The discovery of water on the moon seemed unlikely almost a year ago when the LCROSS confirmed its presence in vast amounts, but the discovery that would come next may prove to be one of the greatest in the past century. NASA scientists are declaring that they may have discovered evidence of life on Mars. The discovery comes in the form of pond scum, which many are saying could be the first building block of life.
The discovery was made by two independent probes, Opportunity and Spirit which made a journey of 35 million miles before it arrived at the red planet and sent back its shocking discovery. NASA scientists are just as cautiously optimistic about the potential as when India’s Chandrayaan-1 first discovered signs of water on the moon. It seems despite drastic budget cuts for the space program this may prove to be an incredible next few years for space travel and discovery.
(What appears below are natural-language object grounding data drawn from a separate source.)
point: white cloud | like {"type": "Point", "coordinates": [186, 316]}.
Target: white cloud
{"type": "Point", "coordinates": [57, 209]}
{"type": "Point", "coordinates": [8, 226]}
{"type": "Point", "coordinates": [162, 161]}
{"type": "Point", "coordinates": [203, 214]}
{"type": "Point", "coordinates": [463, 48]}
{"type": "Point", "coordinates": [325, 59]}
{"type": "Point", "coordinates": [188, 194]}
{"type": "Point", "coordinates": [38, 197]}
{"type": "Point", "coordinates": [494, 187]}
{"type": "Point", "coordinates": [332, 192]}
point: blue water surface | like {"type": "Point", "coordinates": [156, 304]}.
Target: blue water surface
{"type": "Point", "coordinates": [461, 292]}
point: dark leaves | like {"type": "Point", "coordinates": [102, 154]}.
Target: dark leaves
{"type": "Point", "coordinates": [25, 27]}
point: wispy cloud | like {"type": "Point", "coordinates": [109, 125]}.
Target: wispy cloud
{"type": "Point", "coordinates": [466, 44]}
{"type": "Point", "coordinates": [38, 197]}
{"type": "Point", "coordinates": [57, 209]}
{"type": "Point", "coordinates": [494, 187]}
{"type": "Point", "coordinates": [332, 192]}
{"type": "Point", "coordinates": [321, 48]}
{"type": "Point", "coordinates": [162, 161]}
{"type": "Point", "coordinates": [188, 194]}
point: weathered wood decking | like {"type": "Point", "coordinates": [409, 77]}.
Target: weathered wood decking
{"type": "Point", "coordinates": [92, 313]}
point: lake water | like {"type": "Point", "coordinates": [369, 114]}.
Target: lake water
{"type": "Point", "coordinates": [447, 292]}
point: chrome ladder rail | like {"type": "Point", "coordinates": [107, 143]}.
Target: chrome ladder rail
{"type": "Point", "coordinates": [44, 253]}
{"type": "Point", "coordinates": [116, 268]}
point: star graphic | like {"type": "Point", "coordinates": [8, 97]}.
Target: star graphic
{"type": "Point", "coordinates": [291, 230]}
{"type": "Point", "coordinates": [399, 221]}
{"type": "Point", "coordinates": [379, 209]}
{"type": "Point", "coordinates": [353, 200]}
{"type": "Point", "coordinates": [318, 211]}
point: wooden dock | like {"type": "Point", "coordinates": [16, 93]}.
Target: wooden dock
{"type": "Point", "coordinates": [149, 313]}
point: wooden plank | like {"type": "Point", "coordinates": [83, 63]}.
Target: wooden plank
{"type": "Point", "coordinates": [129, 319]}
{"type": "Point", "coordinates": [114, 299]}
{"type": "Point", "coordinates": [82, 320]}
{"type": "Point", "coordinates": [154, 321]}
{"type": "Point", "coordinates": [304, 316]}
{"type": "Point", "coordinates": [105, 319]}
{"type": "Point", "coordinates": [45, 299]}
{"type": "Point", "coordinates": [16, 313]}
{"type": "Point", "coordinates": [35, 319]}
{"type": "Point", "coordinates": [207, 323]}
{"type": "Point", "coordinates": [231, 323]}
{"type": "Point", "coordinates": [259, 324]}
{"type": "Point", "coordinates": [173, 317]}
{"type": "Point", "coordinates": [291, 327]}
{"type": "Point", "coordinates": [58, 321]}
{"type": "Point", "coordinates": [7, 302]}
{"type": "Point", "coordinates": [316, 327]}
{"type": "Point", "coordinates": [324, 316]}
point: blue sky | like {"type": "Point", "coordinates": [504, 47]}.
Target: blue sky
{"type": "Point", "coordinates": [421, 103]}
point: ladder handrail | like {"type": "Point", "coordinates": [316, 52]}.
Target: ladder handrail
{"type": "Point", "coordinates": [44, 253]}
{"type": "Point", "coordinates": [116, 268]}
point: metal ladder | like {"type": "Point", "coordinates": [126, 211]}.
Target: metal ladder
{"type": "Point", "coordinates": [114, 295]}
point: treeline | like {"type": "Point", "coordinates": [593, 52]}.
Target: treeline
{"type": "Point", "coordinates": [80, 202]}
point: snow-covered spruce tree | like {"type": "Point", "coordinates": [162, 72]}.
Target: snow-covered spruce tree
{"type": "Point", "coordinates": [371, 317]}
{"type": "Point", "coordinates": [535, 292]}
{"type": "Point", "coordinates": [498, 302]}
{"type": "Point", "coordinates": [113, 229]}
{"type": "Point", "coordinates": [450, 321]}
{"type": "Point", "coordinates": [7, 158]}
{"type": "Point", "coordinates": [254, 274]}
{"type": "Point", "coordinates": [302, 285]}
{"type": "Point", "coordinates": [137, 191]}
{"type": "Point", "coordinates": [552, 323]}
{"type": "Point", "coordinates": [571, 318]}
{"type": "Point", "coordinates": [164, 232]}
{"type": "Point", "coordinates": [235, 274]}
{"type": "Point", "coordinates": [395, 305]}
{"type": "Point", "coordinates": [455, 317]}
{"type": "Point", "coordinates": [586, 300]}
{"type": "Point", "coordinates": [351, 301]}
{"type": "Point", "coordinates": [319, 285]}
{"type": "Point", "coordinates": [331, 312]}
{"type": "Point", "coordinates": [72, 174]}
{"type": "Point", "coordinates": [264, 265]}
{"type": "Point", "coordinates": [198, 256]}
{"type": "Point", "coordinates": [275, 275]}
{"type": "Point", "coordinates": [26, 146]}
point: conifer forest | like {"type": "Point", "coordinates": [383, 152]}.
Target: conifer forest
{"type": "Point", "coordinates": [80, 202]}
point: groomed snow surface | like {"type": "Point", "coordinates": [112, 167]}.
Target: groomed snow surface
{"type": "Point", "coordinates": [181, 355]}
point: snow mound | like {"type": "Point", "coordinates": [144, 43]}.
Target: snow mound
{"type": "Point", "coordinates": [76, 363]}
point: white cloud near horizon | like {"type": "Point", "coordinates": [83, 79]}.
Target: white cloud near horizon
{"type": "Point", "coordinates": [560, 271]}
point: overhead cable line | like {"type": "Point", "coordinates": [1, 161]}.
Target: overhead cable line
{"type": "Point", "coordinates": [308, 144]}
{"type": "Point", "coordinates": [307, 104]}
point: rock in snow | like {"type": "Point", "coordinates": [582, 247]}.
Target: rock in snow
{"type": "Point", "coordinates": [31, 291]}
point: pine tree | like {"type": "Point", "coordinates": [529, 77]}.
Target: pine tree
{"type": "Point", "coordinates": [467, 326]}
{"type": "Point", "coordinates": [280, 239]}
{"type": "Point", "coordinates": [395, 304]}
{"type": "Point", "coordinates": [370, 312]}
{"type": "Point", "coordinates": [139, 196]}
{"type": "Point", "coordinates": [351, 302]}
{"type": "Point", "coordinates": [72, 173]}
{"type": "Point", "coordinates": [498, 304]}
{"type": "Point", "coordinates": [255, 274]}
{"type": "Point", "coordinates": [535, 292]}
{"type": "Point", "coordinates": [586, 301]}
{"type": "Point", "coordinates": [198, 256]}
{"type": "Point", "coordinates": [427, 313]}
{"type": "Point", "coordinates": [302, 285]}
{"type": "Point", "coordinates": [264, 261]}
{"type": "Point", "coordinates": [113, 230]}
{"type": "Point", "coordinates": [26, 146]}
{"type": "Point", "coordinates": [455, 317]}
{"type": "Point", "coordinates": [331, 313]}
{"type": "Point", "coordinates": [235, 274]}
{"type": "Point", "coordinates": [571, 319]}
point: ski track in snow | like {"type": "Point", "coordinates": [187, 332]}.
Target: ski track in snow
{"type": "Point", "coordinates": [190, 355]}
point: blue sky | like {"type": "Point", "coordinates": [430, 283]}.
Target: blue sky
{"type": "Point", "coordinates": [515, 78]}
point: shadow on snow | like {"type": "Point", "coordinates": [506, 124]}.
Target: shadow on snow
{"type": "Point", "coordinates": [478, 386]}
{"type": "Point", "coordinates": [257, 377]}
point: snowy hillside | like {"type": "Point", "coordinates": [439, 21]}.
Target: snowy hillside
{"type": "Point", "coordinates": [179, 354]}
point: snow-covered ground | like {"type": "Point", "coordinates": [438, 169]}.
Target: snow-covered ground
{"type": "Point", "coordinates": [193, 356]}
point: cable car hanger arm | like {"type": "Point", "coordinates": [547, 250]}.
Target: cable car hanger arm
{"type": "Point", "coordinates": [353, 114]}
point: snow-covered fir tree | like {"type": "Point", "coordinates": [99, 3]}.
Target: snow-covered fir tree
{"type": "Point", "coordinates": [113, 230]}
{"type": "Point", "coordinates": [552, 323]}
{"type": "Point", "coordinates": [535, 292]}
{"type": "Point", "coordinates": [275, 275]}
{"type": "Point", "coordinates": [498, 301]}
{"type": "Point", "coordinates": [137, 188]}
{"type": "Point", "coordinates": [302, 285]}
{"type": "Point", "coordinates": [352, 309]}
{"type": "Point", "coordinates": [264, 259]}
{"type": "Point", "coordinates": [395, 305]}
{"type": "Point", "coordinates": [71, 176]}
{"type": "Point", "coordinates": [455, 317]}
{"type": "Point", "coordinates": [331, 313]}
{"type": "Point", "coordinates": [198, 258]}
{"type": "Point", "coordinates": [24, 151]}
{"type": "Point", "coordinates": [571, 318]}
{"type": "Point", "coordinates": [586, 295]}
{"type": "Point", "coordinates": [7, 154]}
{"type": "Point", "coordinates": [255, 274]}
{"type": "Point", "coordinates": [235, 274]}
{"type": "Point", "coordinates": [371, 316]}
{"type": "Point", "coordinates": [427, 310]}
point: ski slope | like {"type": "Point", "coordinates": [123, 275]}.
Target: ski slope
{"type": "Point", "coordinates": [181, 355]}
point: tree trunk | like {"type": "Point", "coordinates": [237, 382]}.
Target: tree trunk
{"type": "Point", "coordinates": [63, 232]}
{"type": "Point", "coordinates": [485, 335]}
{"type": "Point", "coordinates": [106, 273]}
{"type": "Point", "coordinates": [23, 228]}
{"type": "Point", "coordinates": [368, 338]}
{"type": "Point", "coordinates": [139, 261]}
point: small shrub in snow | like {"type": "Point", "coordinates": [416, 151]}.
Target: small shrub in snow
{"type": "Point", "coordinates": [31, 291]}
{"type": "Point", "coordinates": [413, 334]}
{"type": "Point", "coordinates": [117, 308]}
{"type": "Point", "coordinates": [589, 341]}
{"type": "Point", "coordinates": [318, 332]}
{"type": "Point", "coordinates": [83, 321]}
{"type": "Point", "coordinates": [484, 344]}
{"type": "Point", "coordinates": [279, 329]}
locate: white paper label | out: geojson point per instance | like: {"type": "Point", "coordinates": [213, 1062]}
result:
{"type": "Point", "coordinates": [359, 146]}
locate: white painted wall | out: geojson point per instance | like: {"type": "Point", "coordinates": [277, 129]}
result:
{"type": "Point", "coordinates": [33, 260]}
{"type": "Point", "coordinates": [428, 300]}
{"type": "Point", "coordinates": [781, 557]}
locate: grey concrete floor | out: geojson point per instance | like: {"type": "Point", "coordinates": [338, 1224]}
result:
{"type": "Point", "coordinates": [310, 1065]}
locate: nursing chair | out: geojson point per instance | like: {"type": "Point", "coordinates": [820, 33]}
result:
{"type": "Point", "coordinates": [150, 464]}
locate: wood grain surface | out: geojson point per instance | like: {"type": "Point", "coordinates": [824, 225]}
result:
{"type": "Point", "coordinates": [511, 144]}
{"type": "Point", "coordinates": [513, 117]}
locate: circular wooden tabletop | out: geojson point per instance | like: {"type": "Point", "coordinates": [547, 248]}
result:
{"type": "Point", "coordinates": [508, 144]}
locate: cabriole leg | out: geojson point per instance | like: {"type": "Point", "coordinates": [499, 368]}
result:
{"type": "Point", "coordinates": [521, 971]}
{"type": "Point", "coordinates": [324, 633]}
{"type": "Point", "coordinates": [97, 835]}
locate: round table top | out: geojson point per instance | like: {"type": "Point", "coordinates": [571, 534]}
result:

Previous missions have sent back data suggesting a strong possibility for liquid water on Mars, and possibly therefore lifeforms as well. Of course the term liquid water may sound redundant, but the primary difference between ice and liquid water is that water in its solid form is static most of the time except on the occasions when it melts. Static water would not allow the movement and sustenance of life, and would inhibit a life-form’s ability to photosynthesize. The presence of liquid state water would, however, act as an amniotic fluid to allow life to evolve and thrive. The likelihood for there being liquid water on the surface as new data is gathered continues to increase from month to month.
Scientists who are not confident that life exists on Mars currently are still open to the possibility that it may have housed life at one point in the past. The presence of Gypsum on the planet’s surface is a strong indicator that there could have been life previously on the surface or deep within the crevices at one point. The martian landscape has plenty of opportunity for entire cities the size of New York to hide without being visible to orbital satellites or low orbit probes. Could these crevices contain the ruins of lost civilizations from thousands or even millions of years ago?
Dr. Steve Squyres spoke earlier this month alongside four other experts at a press conference dedicated to the 50th anniversary of astrobiological research. Assembled before colleagues and reporters, Dr. Squyres said the only way for life to be confirmed on Mars would be to bring back Martian rocks containing fossil evidence. He went on to talk about the detection of Methane in the Martian atmosphere suggesting life may be present in bountiful quantity even today. Since Methane molecules disperse quickly, if biological in origin it would provide sufficient evidence that life on Mars was not only present, but incredibly present and contemporary. Of course the alternative theory would be deep hot fissures in the Martian landscape which, ironically, is the perfect place for life to develop.